Broad Group
- Industry: Manufacturing Construction Energy services
- Founded: 1988
- Founder: Zhang Yue
- Headquarters: Changsha, Hunan, China
- Key people: Zhang Yue (Chairman & CEO)
- Products: Absorption chiller Air-conditioning Sustainable building Air purifier
- Services: Energy services
- Revenue: US$900 million (2007)
- Subsidiaries: Broad Sustainable Building Broad Air Conditioning
- Website: www.broadusa.com

= Broad Group =

Private manufacturer of central air conditioning

Broad Group is a private manufacturer of central air conditioning non-electric absorption chillers that are powered by natural gas and waste heat based in Changsha, China. It is also the parent company of Broad Sustainable Building, a prefab building company. The company was established in 1996 and exports products to over 60 countries.

==History==

===1988-1992: The early years===
Zhang Yue founded Broad in 1988, registering the company in Chenzhou, Hunan province. Using his savings of $3000, Broad developed industrial boilers based on Zhang's patented design. In the 1980s, most domestically manufactured boilers were of poor quality and had high risk of exploding, while Broad's did not.

===1992-2005: Move to Changsha and rise===
In 1992, the company was moved to Changsha and began manufacturing absorption chillers. At the time, the government provided incentives for non-electric chillers to relieve strain on the national electricity grid, contributing to the company's rise as it became the global leader in absorption chiller by sales in 1996; it entered the international market in 1998 and today, its sales in domestic and international markets split evenly.

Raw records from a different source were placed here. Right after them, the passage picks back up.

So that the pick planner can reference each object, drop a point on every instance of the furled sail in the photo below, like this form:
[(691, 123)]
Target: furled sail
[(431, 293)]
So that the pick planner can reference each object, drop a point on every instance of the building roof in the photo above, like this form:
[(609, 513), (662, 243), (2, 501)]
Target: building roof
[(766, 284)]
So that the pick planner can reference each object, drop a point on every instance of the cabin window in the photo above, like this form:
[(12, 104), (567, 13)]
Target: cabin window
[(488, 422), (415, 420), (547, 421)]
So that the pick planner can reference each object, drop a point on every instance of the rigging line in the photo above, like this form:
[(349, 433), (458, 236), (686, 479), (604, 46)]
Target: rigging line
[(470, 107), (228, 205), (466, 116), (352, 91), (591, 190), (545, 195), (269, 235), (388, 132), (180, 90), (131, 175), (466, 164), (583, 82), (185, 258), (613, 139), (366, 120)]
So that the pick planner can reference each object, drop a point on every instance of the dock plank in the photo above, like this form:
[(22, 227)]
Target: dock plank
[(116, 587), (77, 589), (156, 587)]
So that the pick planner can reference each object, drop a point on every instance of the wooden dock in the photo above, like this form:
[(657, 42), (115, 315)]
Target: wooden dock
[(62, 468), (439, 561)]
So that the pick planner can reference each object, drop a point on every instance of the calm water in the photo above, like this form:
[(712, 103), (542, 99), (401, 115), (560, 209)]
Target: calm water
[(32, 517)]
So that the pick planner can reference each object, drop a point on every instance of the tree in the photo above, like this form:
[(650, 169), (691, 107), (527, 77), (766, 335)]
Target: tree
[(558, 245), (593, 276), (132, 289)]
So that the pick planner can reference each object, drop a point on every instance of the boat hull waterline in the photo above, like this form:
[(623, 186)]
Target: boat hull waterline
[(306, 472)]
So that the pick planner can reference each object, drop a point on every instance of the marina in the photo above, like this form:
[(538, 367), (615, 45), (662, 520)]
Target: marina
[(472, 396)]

In 2015, BSB built a 57-storey Mini Sky City that stands at a height of 204 m. The construction of the tower took just 19 days. The Tower was built using pre-manufactured steel modules which are also going to be used in construction of the Sky City One.

== Innovations==
Invented in 2009, the BSB achieves high energy efficiency and carbon reduction primarily through thermal insulation, preventing cool air from leaving indoors and hot air from coming in from outdoors when the weather is hot and vice versa when the weather is cold, and requires short construction time since parts are pre-fabricated in factories and assembled onsite. BSB has also been tested to be able to resist a 9.0 magnitude earthquake and was recommended in a United Nations Environment Program report on the rebuilding of Sichuan after its catastrophic earthquake in 2008.

==Environmental record==
In May 2011, Broad's founder and chairman, Zhang Yue, was awarded the Champions of the Earth Award (Entrepreneurial Vision Category) by the United Nations Environment Programme for Broad's commitment to climate change. It was one of the ten companies to be recognized by the BusinessWeek Greener China Business Awards in 2009. It was also named one of the "20 Most Admired Companies in China" in 2001, 2002, 2004, and 2005 by China's Economic Observer and Peking University.